2012 saw many significant developments for social media, with the industry continuing to establish itself as a serious contender for marketing budget and tools embedding themselves as part of everyday life, from the Wii U's in-game social networking capabilities to the use of mass-market social networks during regime changes in the Middle East.
What can we expect to see over the next year? Here are my five predictions for social media in 2013...
The creation of community manager and social media manager roles has exploded over the past two years, with an increasing number of companies realising social marketing and community building is not something that can either be done as a side-line or by a couple of interns. In fact, the big news yesterday was that Nike have taken the whole of their social media marketing inhouse in order to 'get closer to their customers'. We've seen plenty of self-created crises this year which could have been avoided by a judicious hiring strategy focused on quality. In addition, social media marketing is becoming fragmented, requiring specialists for specific elements such as content strategy and customer service. This will lead to either greater internal training for existing specialist teams, or recruitment for specialists into the social team.
Traditionally, the social budget has either come out of the Marketing or Technology pots. As social media activities become more embedded into other departments and as companies move towards a hub and spoke model as outlined by Jeremiah Owyang, we will see a move from most of the social budget coming out of the traditional departments and instead spread out across multiple teams, as they each run their own activities.
Econsultancy recently found that only 38% of companies surveyed had a content strategy in place, but 90% believed it would become more important over the next 12 months. As the importance of an effective plan for content creation for social spaces is recognised, we will see several changes over the next year. There will be an influx of editorial specialists focused on social media content creation. Brands will use more varied forms of media, with a focus on images and video as tablets with better screen estate enter the home en masse. Finally there will be less one-size-fits-all content and more targeted custom messages based on behavioural data.
As more web-integrated TVs and other media devices enter the living room, Social TV will finally gain mass-market traction. We've already seen people's interest in using social networks to discuss TV live (and worked around a number of TV-streamed events such as the Royal Wedding and the FA Cup Final amongst many others) and this year media companies and technology brands will aim to provide a fully integrated social experience.

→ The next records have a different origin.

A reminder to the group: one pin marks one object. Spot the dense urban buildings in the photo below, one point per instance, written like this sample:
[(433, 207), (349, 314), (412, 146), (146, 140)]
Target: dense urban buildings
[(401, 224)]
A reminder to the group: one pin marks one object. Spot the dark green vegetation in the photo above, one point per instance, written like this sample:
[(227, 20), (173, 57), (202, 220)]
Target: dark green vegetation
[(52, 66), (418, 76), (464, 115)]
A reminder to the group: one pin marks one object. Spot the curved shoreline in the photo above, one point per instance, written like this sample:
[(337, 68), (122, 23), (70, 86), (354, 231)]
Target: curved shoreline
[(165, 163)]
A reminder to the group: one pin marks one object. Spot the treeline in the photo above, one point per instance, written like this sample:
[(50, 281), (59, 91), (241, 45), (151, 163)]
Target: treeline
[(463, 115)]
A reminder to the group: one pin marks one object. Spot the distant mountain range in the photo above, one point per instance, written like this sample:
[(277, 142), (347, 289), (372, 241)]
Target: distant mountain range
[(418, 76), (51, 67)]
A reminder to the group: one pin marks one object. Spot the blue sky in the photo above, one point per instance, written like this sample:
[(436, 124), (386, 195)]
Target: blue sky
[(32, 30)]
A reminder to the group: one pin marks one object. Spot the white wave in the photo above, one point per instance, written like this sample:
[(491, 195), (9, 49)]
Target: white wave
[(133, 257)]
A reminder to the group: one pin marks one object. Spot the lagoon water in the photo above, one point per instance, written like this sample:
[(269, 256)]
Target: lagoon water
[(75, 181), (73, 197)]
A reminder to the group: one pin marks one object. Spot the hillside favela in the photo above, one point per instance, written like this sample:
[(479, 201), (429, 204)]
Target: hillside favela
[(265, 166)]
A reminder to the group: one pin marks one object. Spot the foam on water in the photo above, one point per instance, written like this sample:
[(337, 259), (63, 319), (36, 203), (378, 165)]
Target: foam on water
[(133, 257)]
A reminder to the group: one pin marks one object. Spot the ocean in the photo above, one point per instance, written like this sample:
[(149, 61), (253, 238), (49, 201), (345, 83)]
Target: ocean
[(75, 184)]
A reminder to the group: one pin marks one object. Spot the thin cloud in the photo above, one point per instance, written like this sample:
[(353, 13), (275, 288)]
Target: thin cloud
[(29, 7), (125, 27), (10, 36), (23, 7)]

Neilsen have recently introduced the Neilsen Twitter TV Rating, which they’re hoping to turn into the standard metric for measuring the conversation that a TV show spurs on Twitter. This new rating, aimed at advertisers, claims to provide the precise size of the audience and effect of social TV to TV programming, and complements the existing TV ratings. In other words, an extra arm of monetisation is being added to social telly.
At the same time, there has been an explosion in tablet sales which looks set to continue in 2013. Along with innovation in second-screen usage by companies such as Nintendo with its Wii U heralding an attempt at more fulfilling live interactions between gamers, a world with an augmented TV experience is not far away.
Over the past 4 years, brands have gradually invested into social media marketing as they have seen the benefits in opening themselves up and reaching out to customers. Social Media teams have grown, generally around Marketing Department efforts, and established themselves either as centralised resource or as a source of knowledge and training for other departments to tap into. However, 2013 will be the year when a select group of forward-focused companies take the lead and start integrating social, not just as a customer engagement function, but as a fundamental element of all business functions. No more silos; rather a holistic embedding of engagement principles acting as the glue between the enterprise of employees and the community of customers, supporting the overall business strategy.
Do you think I've got it right? Of course, only time will tell ... see me this time next year.